238 Citations (Scopus)

Abstract

3-Hydroxy-3-methylglutaryl coenzyme A reductase (HMG CoA reductase) is a single polypeptide chain with two contiguous domains: a soluble domain (548 amino acids) that catalyzes the rate-controlling step in cholesterol synthesis and a membrane-bound domain (339 amino acids) that anchors the protein to the endoplasmic reticulum (ER).
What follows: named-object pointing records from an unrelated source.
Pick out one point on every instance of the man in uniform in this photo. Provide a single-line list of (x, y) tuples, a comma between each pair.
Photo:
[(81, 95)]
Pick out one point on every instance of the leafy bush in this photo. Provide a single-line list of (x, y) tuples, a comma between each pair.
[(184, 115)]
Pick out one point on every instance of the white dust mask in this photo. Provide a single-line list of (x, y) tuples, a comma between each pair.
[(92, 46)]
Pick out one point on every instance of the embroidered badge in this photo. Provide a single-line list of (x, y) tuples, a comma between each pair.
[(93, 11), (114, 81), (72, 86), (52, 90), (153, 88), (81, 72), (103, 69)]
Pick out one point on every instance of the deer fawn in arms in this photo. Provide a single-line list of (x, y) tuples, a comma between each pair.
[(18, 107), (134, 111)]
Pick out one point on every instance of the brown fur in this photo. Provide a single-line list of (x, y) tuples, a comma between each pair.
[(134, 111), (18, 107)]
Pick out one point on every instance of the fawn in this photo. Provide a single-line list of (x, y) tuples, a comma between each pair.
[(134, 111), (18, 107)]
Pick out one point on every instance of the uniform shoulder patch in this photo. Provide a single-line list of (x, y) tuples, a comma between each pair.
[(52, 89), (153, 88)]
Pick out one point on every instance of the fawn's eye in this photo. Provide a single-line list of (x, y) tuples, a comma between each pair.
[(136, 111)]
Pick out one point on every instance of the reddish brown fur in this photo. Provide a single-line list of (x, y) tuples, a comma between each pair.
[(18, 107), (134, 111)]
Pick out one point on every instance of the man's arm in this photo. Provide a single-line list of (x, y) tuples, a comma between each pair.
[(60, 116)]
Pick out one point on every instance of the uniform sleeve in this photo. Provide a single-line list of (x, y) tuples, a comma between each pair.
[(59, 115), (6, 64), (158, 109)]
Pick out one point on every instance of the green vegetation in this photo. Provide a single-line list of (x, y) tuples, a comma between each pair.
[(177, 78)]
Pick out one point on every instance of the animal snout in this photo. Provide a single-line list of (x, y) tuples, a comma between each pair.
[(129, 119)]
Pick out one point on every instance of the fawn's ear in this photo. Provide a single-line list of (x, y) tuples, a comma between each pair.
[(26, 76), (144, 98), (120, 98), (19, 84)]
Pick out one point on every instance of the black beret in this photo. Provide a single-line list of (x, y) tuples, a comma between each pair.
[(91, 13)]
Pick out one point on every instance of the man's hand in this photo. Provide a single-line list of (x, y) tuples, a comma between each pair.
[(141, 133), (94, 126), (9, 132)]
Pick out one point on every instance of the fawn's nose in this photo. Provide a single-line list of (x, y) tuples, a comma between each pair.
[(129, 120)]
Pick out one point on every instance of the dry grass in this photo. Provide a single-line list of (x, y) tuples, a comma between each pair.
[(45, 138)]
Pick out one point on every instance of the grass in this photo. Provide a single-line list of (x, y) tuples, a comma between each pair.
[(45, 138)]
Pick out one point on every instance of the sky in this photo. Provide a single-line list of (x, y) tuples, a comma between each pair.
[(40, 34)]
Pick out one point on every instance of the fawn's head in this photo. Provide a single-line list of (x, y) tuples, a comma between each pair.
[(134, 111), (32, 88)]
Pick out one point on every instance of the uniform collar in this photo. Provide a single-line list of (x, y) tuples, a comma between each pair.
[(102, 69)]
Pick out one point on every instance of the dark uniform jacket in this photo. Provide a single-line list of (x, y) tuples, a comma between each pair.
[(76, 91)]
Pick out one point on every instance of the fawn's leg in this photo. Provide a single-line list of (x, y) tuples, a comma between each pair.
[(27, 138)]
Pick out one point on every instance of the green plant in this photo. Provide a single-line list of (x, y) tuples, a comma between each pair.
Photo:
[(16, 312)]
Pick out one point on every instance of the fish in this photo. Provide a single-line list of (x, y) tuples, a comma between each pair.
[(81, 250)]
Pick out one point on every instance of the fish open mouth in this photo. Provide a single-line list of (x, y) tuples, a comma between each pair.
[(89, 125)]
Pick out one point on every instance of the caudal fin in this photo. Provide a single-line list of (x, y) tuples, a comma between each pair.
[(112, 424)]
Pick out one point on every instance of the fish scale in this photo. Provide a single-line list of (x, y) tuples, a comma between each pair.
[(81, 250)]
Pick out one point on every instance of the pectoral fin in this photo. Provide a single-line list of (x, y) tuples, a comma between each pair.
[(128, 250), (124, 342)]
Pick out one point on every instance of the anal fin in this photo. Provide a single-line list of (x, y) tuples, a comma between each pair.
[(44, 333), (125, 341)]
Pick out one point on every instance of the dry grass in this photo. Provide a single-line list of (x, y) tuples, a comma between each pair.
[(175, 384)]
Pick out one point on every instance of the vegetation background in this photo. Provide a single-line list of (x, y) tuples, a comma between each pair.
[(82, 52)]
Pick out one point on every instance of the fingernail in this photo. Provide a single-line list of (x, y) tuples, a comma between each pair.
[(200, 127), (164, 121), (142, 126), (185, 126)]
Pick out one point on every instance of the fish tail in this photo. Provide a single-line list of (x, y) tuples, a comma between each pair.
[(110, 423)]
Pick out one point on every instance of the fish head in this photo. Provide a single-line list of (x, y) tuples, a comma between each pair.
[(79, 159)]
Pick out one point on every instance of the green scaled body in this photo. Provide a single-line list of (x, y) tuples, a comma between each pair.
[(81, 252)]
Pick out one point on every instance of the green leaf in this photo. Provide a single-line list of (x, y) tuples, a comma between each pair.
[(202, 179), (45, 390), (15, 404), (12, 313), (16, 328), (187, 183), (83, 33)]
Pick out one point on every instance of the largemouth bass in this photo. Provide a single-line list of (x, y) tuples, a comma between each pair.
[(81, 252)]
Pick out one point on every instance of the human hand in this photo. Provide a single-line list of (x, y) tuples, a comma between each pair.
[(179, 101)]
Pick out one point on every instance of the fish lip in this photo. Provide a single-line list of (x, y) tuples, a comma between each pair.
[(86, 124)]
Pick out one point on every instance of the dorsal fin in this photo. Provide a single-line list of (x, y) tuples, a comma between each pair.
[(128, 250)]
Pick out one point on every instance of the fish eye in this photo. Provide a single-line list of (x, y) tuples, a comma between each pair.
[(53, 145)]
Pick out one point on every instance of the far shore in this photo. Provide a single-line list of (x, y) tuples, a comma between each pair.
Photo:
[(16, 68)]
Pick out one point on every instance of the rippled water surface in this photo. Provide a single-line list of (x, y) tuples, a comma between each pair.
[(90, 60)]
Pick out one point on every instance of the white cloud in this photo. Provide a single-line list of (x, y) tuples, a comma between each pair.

HMG CoA reductase is degraded at least 10-fold more rapidly than other ER proteins; degradation is accelerated in the presence of cholesterol. To understand this controlled degradation, we transfected reductase-deficient Chinese hamster ovary (CHO) cells with a plasmid expression vector containing a reductase cDNA that lacks the segment encoding the membrane domain. The plasmid produced a truncated reductase (37 kd smaller than normal) that was enzymatically active with normal kinetics; most of the truncated enzyme was found in the cytosol. The truncated enzyme was degraded one-fifth as fast as the holoenzyme; degradation was no longer accelerated by sterols. We conclude that the membrane-bound domain of reductase plays a crucial role in the rapid and regulated degradation of this ER protein.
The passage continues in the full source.